THE Marquise is a very unusual Noel Coward play, written in 1927 as a star vehicle for his friend, the singer and actress Marie Tempest, but set in 1735. Bookended by his smash hits Hay Fever and Private Lives, it is rarely performed, perhaps because it lacks the welter of wit and bon mots of which Coward was becoming The Master.
The current touring production, directed by Philip Wilson, brings the action forward into 1930s France, giving Colin Falconer free rein to create a beautiful Art Deco set for the grand country home of Raoul de Vriaac. As the curtain rises, the dictatorial, grumpy and humourless Raoul is setting out his plans for his daughter’s wedding to the son of his oldest friend, Esteban. Whether Adrienne and Miguel want to be married is irrelevant.

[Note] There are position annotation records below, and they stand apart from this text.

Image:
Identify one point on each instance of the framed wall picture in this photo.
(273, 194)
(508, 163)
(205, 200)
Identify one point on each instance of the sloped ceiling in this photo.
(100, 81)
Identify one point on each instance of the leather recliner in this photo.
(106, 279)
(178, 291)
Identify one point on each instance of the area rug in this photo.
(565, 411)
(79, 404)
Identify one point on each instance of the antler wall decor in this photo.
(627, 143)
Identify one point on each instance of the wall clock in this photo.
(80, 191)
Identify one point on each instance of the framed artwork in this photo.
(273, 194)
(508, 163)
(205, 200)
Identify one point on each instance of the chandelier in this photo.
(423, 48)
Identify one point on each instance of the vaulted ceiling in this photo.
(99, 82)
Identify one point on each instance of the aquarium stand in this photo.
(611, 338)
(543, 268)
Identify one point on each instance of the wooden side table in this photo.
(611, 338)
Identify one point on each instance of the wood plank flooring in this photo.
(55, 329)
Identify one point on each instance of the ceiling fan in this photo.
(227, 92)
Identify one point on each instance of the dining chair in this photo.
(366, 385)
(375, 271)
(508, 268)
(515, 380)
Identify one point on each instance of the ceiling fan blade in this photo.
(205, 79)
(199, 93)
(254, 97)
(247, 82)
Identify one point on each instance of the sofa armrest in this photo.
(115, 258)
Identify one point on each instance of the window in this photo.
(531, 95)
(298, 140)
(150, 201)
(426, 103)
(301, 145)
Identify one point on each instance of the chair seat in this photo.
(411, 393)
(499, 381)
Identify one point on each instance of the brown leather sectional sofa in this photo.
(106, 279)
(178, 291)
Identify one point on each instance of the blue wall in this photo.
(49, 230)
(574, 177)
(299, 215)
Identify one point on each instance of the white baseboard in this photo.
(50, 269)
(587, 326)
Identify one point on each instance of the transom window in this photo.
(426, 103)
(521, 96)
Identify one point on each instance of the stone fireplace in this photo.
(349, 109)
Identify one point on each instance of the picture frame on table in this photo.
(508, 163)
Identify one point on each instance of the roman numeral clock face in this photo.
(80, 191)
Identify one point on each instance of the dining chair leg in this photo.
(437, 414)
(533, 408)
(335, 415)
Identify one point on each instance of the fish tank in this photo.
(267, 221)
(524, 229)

Esteban tries, unsuccessfully, to persuade his old and one-time lively companion-in-fun to lighten up a bit. Adrienne loves her father’s secretary Jacques, and Miguel has his own secret love, but Raoul, a widower who keeps his sainted late wife’s confessor close by, is having none of it.
Into the mix, and via the floor-to-ceiling windows, comes a distraught woman. A wheel has come off her Bugatti, and she’s stranded with nowhere to go. Can she stay the night. “No”, says Raoul. “Yes”, says the horrified Adrienne. And thus the story unfolds, forcing the two old friends to confront the long-hidden realities of their past lives.
Coward navigates the twists and turns with his usual style and panache, putting La Marquise Eloise de
Kestournel at the centre of the action – for it is she with the broken (or not so broken) Bugatti. Juliet Aubrey brings her subtle skills to the role, creating a sensationally elegant, beautifully dressed and highly theatrical woman whose long-planned attempt to remodel her life is all but scuppered by co-incidence. But The Marquise is a clever woman, well able to manipulate the egos of two middle-aged men to her advantage. She is, and always has been, very much in charge.
The play manages to be touching and funny, providing moments of Cowardian archness and painful poignancy. There is even a duel, a highlight of the evening as irascible and sanctimonious Simon Shepherd and smooth, suave Tristan Gemmill face each other across the magnificent drawing room, rapiers drawn.
You could call it old fashioned (it evoked commendably few modern whoops from the delighted audience) but it is stylish, funny, clever and – if not classic Coward – an interesting glimpse into the timelessness of men’s competitive natures, and how easily they can be played.